El día viernes 8 de septiembre , el rejoneador Carlos Andrade se presentó exitosamente en el cortijo denominado "El Catrín ", en San José de la Paz, Jalisco, compartiendo el día con el compositor y cantante Joan Sebastian.

El rejoneador lidió un complicado toro de la ganadería de San José de Buenavista, con 6 años de edad y alrededor de 550 kgs de peso, el cual, desde el inicio se refugio en tablas, al sentir el poderoso galope en redondo de Navegante, quién muestra cada día mas asentamiento en sus actuaciones.

Carlos le colocó el primer rejón de castigo en todo lo alto, provocando el primer arreón del toro, quien se mostró peligroso y manso desde el inicio de la lidia. Después del segundo rejón, Navegante dió una exhibición de alta escuela, haciendo el deleite del público con un elevado passage, un activo piaffe y la levada.

Acto seguido, Carlos colocó un tercer rejón de castigo, necesitando de la ayuda de su banderillero de confianza Paco Moreno, ya que el toro había tomado las tablas como su refugio, embistiendo por arreones al sentir presa segura. Así las cosas, Carlos cambió de montada por Kalafi, con quien puso la primera banderilla en todo lo alto al amparo de las tablas, único lugar por el que el toro permitía pasar.
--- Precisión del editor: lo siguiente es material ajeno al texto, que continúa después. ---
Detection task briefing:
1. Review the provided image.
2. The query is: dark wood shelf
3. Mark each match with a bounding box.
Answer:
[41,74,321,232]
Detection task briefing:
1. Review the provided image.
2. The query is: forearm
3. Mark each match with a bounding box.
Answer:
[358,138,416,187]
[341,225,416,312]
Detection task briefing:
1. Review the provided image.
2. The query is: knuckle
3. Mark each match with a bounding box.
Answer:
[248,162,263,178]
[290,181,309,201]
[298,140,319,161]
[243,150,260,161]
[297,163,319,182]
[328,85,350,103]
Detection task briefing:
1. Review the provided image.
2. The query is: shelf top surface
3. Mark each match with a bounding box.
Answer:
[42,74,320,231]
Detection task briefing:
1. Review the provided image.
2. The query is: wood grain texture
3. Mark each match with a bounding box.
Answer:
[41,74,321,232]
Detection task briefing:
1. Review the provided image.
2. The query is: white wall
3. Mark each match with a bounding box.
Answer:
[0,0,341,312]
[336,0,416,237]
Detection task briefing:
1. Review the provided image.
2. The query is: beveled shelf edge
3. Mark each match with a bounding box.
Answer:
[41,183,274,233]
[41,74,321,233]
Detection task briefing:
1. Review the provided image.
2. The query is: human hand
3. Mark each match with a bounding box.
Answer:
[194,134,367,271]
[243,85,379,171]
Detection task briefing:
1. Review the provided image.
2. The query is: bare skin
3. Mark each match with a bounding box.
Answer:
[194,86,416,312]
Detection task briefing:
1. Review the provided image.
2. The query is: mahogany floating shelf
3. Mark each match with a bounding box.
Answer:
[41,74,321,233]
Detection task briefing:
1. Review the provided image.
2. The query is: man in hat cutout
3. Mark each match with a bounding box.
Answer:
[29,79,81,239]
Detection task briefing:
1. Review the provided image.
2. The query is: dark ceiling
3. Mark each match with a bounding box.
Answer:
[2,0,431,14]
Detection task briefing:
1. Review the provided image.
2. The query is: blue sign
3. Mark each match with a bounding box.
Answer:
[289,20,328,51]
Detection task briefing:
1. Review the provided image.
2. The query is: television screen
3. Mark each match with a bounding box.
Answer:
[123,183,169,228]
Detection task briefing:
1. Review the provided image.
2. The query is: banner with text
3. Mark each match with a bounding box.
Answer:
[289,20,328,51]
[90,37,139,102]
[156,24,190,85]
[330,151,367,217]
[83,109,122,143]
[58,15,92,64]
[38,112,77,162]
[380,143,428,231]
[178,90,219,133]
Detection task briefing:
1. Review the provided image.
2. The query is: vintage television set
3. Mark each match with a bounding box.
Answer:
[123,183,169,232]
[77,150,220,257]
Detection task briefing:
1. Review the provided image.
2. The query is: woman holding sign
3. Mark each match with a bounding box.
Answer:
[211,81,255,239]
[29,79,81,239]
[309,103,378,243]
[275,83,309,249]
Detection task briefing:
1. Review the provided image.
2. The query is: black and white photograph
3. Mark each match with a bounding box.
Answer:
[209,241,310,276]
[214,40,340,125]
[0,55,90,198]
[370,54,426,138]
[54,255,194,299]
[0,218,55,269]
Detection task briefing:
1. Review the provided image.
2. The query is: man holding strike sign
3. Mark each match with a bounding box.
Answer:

Para la segunda banderilla, luego de ejecutar el terra-terra y el paso español, Paco intentó sacar al toro agarrado al piso y recibió tremenda golpiza, ya que éste no obedecía ni al capote, resultando con hematomas en la espalda, brazo y pierna derecha, con lo que Carlos pudo colocar una segunda banderilla con mucha exposición , terminando el tercio con una más, colocada con muchas dificultades dadas las condiciones del toro.

Después de mucho batallar al intentar colocar al burel en un sitio adecuado para la suerte final, el Rejoneador Andrade se tiró a matar, colocando en lo alto el rejón de muerte, para cortar una merecida oreja, siendo ovacionado fuertemente por el público quién nunca dejo de aplaudir este enorme esfuerzo y haber sido testigos del peligro inminente que el difícil burel le representó.

Al final de la lidia, Carlos fue invitado por Federico Figueroa (hermano y apoderado de Joan Sebastian) a presenciar la actuación del gran cantante, quién lució su cuadra de magníficos caballos educados a la alta escuela, siendo invitado por éste a visitarlo en su rancho en fechas próximas.